Reset: My Fight for Inclusion and Lasting Change
Netflix and Shondaland acquired the rights to activist, attorney, and tech exec Ellen Pao’s memoir detailing her life, her career, and the 2012 gender discrimination lawsuit against her former employer that made headlines and shone a much-needed spotlight on Silicon Valley’s pervasively sexist boys’ club culture. We’re not yet sure how this will be translated on-screen — if it will be a documentary, a dramatised adaptation, and so forth — but Rhimes’ history with “strong women” (even though she’s on record rejecting the term, rightly noting that a “strong smart woman is just a woman”) leaves us confident that Pao’s story will be handled in a thoughtful, timely manner.
Photo: David Paul Morris/Bloomberg via Getty Images.
The Residence
Kate Andersen Brower’s nonfiction book The Residence: Inside the Private World of the White House tells an insider’s account of working in one of the most famous homes in history, featuring accounts from service staff — including, according to the book’s blurb, the maids, butlers, cooks, florists, doormen, engineers, and others — who worked in the White House from the Kennedys up to the Obamas (and frankly, we don’t know how ready we are to hear about what the current administration is like). Shondaland will produce stories about the first families based on The Residence for Netflix, hopefully offering us a fresh perspective on the well-trod subject of the presidency.

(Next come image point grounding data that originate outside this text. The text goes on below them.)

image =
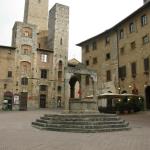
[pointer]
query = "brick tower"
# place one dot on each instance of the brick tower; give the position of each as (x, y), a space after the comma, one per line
(58, 34)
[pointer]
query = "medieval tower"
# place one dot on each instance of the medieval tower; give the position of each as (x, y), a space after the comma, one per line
(58, 35)
(41, 55)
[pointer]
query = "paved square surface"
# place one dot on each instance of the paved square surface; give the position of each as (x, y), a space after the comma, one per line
(16, 133)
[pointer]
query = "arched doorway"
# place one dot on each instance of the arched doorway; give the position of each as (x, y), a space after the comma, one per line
(74, 84)
(147, 95)
(8, 99)
(42, 101)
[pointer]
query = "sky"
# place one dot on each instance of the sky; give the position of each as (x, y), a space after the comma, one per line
(87, 18)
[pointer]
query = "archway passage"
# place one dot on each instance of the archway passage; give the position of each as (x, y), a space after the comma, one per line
(147, 94)
(8, 97)
(42, 101)
(72, 82)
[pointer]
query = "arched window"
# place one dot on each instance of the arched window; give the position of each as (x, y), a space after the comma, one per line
(27, 32)
(87, 80)
(61, 42)
(59, 89)
(26, 49)
(24, 81)
(60, 65)
(59, 75)
(25, 68)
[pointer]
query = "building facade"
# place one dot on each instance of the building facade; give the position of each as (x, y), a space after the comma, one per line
(33, 66)
(121, 55)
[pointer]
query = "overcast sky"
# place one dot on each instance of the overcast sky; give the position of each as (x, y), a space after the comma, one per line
(87, 18)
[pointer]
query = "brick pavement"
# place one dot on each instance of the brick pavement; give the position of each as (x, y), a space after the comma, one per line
(16, 133)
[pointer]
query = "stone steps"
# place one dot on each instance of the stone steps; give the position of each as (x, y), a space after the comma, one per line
(81, 123)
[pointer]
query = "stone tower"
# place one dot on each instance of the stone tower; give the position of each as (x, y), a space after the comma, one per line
(36, 12)
(58, 34)
(146, 1)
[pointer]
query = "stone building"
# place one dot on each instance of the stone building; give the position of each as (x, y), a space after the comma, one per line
(121, 55)
(32, 67)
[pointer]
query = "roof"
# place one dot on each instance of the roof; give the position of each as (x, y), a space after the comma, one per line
(7, 47)
(73, 62)
(44, 50)
(115, 27)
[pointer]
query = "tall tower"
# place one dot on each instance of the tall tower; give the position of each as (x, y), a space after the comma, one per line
(146, 1)
(36, 13)
(58, 34)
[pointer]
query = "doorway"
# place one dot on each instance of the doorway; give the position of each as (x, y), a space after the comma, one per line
(42, 101)
(23, 100)
(147, 95)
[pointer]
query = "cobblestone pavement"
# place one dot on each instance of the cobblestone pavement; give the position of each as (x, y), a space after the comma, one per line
(16, 133)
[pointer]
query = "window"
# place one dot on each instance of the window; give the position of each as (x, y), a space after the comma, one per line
(39, 45)
(43, 88)
(131, 27)
(26, 49)
(122, 51)
(94, 45)
(27, 32)
(5, 86)
(122, 72)
(133, 45)
(87, 80)
(59, 89)
(107, 56)
(24, 81)
(87, 48)
(107, 40)
(108, 75)
(60, 65)
(61, 41)
(9, 74)
(59, 75)
(145, 39)
(44, 57)
(143, 20)
(146, 65)
(133, 69)
(95, 60)
(44, 73)
(121, 34)
(87, 62)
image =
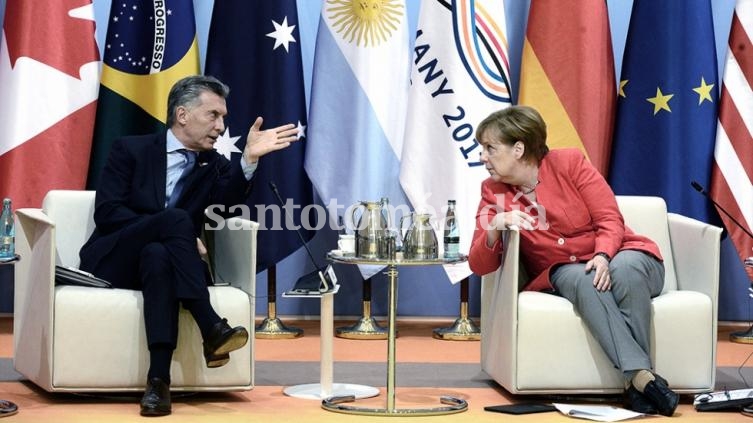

Photo: Joe Sohm/Visions of America/ Getty Images.
Sunshine Scouts
This one’s truly an original: a group of teenage Sunshine Scouts (we’re thinking this is similar to Girl Scouts) away at camp is spared from an apocalyptic disaster. Now, they’re returning to the rest of humanity to make sure everyone follows Sunshine Scout Law — although what that entails, we’ll just have to wait and see. The half-hour comedy will be created by writer and actress Jill Alexander, following Rhimes’ trend of promoting and hiring new, young female talent.
illustrated by Mallory Heyer; illustrated by Marina Esmeraldo.
Hot Chocolate Nutcracker
Everything about this screams “Christmass” to us, and we wouldn’t have it any other way. The Debbie Allen Dance Academy in Los Angeles is the subject of this documentary — particularly the company’s award-winning take on the classic wintery ballet The Nutcracker. Debbie Allen’s reputation is one of fostering young, diverse talent in dance, and her academy’s production of The Nutcracker shakes up the traditional Russian staging with an inclusive cast of all ages and a blend of dance traditions. Oliver Bokelberg, who previously worked on Scandal, will direct, produce and serve as cinematographer for this doc. All that’s left is the hot cocoa — extra marshmallows, please.